Whenever we stand before God and confess our sins - the things that keep us from God's will of Love - whenever we admit our faults of thought, word, and deed, whether out loud, in writing, in the quietness of our heart in prayer - whenever we admit these things, and ask for pardon and the strength to do better, we receive that love. We receive freely and we ought to receive joyfully. Whenever we pray the Our Father, asking to have our trespasses forgiven, we are given the daily bread of forgiveness, that nourishes us to forgive our trespassers, to love them, and to build the Body of Christ with them.

This is risky. It is counter-cultural, to share our hidden brokenness, and to accept the free healing of love. But in today's Gospel, Jesus calls us to take that very risk, to value the Love that God is calling us to over the fear the World expects from us, because by losing that life of fear we gain the life of Love, and bear the fruit of that love in the world, being the Body of Christ - Christ's hands, Christ's feet, Christ's healing powers - in the world. Bringing forth the fruit of love, of community, of healing and wholeness from the seemingly barren seeds of our selves.

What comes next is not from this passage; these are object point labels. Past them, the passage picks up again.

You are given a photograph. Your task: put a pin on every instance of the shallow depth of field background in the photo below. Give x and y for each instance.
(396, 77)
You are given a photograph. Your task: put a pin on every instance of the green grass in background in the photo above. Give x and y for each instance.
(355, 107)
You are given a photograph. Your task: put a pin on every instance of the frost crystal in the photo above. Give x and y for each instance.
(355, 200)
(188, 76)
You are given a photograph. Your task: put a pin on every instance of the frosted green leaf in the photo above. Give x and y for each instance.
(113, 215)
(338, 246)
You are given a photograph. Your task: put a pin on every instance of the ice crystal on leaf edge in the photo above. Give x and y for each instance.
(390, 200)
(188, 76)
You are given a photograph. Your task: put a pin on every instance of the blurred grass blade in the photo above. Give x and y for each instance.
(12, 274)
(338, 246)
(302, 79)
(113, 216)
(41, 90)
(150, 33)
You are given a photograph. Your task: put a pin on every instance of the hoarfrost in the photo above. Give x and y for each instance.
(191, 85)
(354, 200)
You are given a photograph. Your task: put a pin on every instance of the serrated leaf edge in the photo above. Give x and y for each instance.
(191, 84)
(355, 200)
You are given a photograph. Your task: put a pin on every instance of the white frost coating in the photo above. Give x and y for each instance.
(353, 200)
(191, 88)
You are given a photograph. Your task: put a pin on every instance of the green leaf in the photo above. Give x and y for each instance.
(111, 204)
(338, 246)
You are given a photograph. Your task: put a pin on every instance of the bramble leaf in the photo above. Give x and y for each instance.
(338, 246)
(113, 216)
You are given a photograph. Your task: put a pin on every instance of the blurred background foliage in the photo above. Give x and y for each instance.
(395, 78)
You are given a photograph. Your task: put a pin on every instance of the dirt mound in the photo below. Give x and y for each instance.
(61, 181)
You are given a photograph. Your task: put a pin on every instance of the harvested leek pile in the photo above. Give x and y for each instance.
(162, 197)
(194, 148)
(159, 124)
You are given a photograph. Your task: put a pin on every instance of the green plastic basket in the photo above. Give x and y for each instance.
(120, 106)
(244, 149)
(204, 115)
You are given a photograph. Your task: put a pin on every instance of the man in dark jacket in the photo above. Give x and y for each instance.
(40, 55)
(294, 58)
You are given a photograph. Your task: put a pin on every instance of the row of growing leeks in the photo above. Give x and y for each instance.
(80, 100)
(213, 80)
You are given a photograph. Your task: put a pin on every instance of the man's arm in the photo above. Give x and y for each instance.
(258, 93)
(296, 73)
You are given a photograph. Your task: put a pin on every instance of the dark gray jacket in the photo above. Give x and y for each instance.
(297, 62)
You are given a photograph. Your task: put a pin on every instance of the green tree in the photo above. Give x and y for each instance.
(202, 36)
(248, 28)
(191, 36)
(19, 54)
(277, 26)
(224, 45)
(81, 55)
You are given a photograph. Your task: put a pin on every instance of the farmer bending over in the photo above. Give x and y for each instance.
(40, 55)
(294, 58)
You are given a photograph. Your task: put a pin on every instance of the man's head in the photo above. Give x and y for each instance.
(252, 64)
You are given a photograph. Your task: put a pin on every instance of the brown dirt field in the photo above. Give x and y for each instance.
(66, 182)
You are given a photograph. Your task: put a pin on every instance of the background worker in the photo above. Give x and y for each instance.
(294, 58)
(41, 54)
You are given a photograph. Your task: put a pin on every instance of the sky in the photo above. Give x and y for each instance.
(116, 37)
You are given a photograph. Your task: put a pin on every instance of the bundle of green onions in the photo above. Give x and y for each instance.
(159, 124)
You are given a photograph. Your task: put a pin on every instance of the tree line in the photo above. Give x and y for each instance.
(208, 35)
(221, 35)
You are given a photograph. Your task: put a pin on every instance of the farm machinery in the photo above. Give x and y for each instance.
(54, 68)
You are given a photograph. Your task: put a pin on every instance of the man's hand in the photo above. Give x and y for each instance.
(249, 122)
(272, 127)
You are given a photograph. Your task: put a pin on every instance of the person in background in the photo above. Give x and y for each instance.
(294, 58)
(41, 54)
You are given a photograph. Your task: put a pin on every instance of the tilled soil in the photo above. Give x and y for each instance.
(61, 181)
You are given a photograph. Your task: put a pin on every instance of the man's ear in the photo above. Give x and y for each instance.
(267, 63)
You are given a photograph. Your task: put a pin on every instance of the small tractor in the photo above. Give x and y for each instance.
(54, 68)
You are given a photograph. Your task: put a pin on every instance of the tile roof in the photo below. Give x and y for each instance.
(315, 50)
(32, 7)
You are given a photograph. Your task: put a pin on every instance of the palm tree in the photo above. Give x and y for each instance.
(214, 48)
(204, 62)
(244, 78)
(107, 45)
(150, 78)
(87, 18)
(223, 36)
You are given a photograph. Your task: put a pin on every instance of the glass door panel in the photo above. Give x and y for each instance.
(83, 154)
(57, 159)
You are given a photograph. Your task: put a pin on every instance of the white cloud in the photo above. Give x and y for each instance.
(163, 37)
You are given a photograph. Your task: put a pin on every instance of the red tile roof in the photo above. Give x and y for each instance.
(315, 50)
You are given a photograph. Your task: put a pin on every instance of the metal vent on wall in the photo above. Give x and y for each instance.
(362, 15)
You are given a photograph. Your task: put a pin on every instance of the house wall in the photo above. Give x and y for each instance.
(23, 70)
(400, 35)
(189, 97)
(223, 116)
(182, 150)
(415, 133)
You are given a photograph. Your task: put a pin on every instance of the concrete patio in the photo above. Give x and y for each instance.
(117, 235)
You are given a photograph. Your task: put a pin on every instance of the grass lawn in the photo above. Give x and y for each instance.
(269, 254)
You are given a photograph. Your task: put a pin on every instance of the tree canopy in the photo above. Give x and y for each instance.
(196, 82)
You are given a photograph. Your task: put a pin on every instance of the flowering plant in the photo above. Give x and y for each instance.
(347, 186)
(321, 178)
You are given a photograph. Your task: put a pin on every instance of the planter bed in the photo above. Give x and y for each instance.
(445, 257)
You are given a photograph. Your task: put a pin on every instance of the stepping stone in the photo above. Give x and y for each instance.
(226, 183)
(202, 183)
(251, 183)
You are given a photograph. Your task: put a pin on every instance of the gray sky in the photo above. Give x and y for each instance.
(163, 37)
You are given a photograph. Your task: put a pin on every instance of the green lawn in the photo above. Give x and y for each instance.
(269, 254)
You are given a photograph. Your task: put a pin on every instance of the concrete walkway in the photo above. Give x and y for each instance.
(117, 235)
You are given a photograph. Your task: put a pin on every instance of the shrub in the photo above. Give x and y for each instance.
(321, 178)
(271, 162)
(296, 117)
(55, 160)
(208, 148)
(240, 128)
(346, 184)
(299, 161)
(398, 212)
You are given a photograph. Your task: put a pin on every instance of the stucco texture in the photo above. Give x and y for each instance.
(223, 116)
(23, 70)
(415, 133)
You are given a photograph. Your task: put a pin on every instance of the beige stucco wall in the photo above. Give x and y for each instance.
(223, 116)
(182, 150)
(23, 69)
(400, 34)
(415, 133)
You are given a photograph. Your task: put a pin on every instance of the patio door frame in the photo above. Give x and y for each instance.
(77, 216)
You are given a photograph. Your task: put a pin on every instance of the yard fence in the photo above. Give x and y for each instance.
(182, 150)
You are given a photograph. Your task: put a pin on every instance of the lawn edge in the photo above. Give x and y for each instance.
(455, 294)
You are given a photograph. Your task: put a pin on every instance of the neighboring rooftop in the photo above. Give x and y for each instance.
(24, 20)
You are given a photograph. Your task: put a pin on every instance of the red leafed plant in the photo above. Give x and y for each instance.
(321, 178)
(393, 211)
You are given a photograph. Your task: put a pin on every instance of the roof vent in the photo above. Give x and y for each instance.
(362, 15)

And what is that ministry we are called to, as baptized members of Christs, priests according to his royal order? Our catechism in the Book of Common Prayer that gave us the definition of sin goes on to define the ministry of us, the laity: we are to represent Christ and his Church, to bear witness to him wherever we may be, and, according to the gifts given to us, to carry on Christ's work of reconciliation in the world; and to take our place in the life, work, and governance of the Church.

We are called to be the agents of reconciliation in the world. This means risk. This means being honest with ourselves and with God. And this means, when we are given the chance to be healed and be whole, to accept it, and share it with the Beloved Community we are building in the world.